As for the sound, I was also told that it could probably be from water that leaked on top of the cylinder. The pressure from the cylinder could have made that sound, not so much a physical cracking of metal?


----------



## agmantoo (May 23, 2003)

Ascertain if the oil level in the engine has risen. 
To check for a blown head gasket or cracked head remove the fan belt and with the radiator filled start the engine and observe for bubbles in the radiator with the filler cap removed.
Report what you observe.
I have never heard nor have I had anyone to report hearing a crack occur in an engine. These cracks that do occur are usually very small and probably undetectable to the human ear over the noise of the engine.
If you have to use the machine leave the radiator cap loose to permit compression to escape and to prevent pressure from forcing coolant into the engine.


----------



## .netDude (Nov 26, 2004)

Thanks agman, I'll try it with the fan belt off this weekend. I did that with it on, and I didn't get bubbling in the radiator initially. I could see down to the core. After 4-5 minutes, is when it got foamy / frothy. As for the sound, it was definite. Sounded like someone hit the top of the engine with a big hammer, then nothing - completely stopped turning. Not saying that what I heard was a crack in the head happening, just that it was a loud bang.

In either case - gasket or head - any idea of the labor cost to have it fixed? I think I'd have to have pro do it, doesn't look as straight forward as the old 8n.


----------



## FordJunkie (Nov 23, 2007)

Usually you won't here anything but with the engine just being cranked not running what you could have heard was a valve being helped closed by liquid in a cylinder (hydraulic-liquid compression in the cylinder) which would slap the valve closed. Head or gasket leaking coolant into the cylinder very rare to here it but you may.

I would "guess" about 20 hrs. shop time if it doesn't have a loader on it. Parts would just be a guess now. I'm quite sure they wouldn't do a gasket and not reman. the head, could be pricey with the way people are doing things now a days. A NH dealer should be able to give you the flat rate hrs. for the job.

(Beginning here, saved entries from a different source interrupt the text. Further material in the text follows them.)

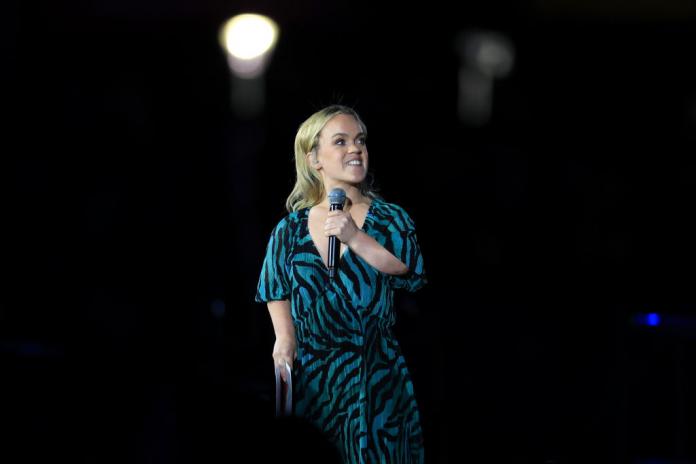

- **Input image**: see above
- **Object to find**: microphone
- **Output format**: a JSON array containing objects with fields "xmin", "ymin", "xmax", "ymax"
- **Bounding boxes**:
[{"xmin": 327, "ymin": 188, "xmax": 346, "ymax": 279}]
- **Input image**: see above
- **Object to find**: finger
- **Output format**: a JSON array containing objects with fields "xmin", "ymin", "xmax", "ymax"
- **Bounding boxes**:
[
  {"xmin": 281, "ymin": 361, "xmax": 293, "ymax": 382},
  {"xmin": 276, "ymin": 359, "xmax": 287, "ymax": 381},
  {"xmin": 325, "ymin": 214, "xmax": 344, "ymax": 225}
]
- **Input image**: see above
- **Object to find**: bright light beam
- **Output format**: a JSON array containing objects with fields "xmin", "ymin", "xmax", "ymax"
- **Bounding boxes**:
[{"xmin": 220, "ymin": 14, "xmax": 279, "ymax": 79}]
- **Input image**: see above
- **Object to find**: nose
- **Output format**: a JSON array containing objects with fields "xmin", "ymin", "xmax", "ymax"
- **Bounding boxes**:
[{"xmin": 347, "ymin": 141, "xmax": 362, "ymax": 154}]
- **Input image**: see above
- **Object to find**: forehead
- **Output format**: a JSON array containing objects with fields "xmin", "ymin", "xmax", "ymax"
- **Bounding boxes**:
[{"xmin": 322, "ymin": 113, "xmax": 363, "ymax": 135}]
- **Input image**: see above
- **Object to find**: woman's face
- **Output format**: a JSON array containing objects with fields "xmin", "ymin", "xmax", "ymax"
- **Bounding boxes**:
[{"xmin": 311, "ymin": 114, "xmax": 368, "ymax": 189}]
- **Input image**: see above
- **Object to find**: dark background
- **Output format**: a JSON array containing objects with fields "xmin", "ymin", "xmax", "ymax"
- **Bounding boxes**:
[{"xmin": 4, "ymin": 1, "xmax": 696, "ymax": 462}]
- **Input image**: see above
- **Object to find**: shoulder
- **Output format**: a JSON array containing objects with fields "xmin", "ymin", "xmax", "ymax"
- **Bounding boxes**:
[
  {"xmin": 270, "ymin": 210, "xmax": 306, "ymax": 236},
  {"xmin": 370, "ymin": 198, "xmax": 417, "ymax": 230},
  {"xmin": 371, "ymin": 197, "xmax": 405, "ymax": 216}
]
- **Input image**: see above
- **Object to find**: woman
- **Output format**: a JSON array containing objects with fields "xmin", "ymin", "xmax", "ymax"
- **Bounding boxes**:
[{"xmin": 255, "ymin": 105, "xmax": 427, "ymax": 463}]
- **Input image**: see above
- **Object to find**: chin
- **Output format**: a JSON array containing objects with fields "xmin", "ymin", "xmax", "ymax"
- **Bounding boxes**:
[
  {"xmin": 333, "ymin": 173, "xmax": 367, "ymax": 187},
  {"xmin": 352, "ymin": 172, "xmax": 368, "ymax": 182},
  {"xmin": 348, "ymin": 177, "xmax": 366, "ymax": 186}
]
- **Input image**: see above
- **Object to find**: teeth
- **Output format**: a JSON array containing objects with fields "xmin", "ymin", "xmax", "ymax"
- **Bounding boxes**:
[{"xmin": 347, "ymin": 160, "xmax": 362, "ymax": 166}]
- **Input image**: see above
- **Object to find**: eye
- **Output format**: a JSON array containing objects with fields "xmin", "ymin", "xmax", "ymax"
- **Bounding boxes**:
[
  {"xmin": 357, "ymin": 137, "xmax": 366, "ymax": 145},
  {"xmin": 334, "ymin": 138, "xmax": 345, "ymax": 145}
]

The only difference between the 8N flat head and the over head valve engine is several more pieces to R&R in the valve train i.e. rocker arms and push rods watch for any oil lines that go to rocker arms.

HTH,

Tony


----------



## agmantoo (May 23, 2003)

My concept of where the noise may have originated would be from the flywheel ring gear shearing a tooth. From my experience fluid will either escape through an open exhaust valve or the engine will lock up and stall the starter.


----------



## FordJunkie (Nov 23, 2007)

True Agmantoo.... but I think he would notice a tooth off the flywheel when cranking unless it fires off really quick. I have had liquid help to close a valve on a race engine, as you say when valve closed rotation stopped, it made a very loud slap as it bent the pushrod and closed the valve.

Tony


----------